The Guns of Shadow Valley
Writer James Andrew Clark teamed up with artist Dave Wachter to create an online western comic called The Guns of Shadow Valley. This Eisner-nominated thriller looks gorgeous and Dark Horse must have agreed, as they published the hardcover version. Clark was at San Diego with a big booth and big smile, promoting his various publications with a natural pride and contagious enthusiasm.
If you have a hankerin’ fer learnin’ more, pardnuh, giddyap on over here.
The Adventures of the 19XX
This endeavor can be categorized as a rousing adventure series by Paul Roman Martinez. He describes it as a diesel punk comic in 1930s, taking place “between the pages of history”. But it’s more than just a comic. Designer Martinez has also created his own little corner of pop-culture with prints, patches, enamel pins and apparel based on this creative IP. He eschews traditional distribution channels, even though he has been nominated for the Russ Manning Award, and prefers to Kickstart each book in the series.

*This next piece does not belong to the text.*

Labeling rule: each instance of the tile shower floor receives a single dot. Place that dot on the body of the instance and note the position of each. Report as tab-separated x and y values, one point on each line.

Here’s how Martinez describes it:
Somewhere in the 20th century…not long after the end of the Great War, those who were capable of hearing it, received a revelation… another Great War was coming. This coming war would push the limits of technology, split the atom to create the power of a small star, and bring together forces more evil than the world has ever known. That this war would happen was man’s fatal destiny, but the outcome of the war and the details of it were not as clear. A weak League of Nations banded together to form a group. A group capable of doing what those countries could not. A group of adventurers, explorers, and scientists from every allied country to search the globe and fight a battle far from the public eye. This group is The 19XX, all the public has been told is that they are fighting for all of the good in humanity to survive the nineteen hundreds and beyond.
Martinez, like so many entrepreneurs in 2019, leads a hyphenated career. I was especially interested in this Rocketeer statue, based on his artwork.
For more information, jump over to here.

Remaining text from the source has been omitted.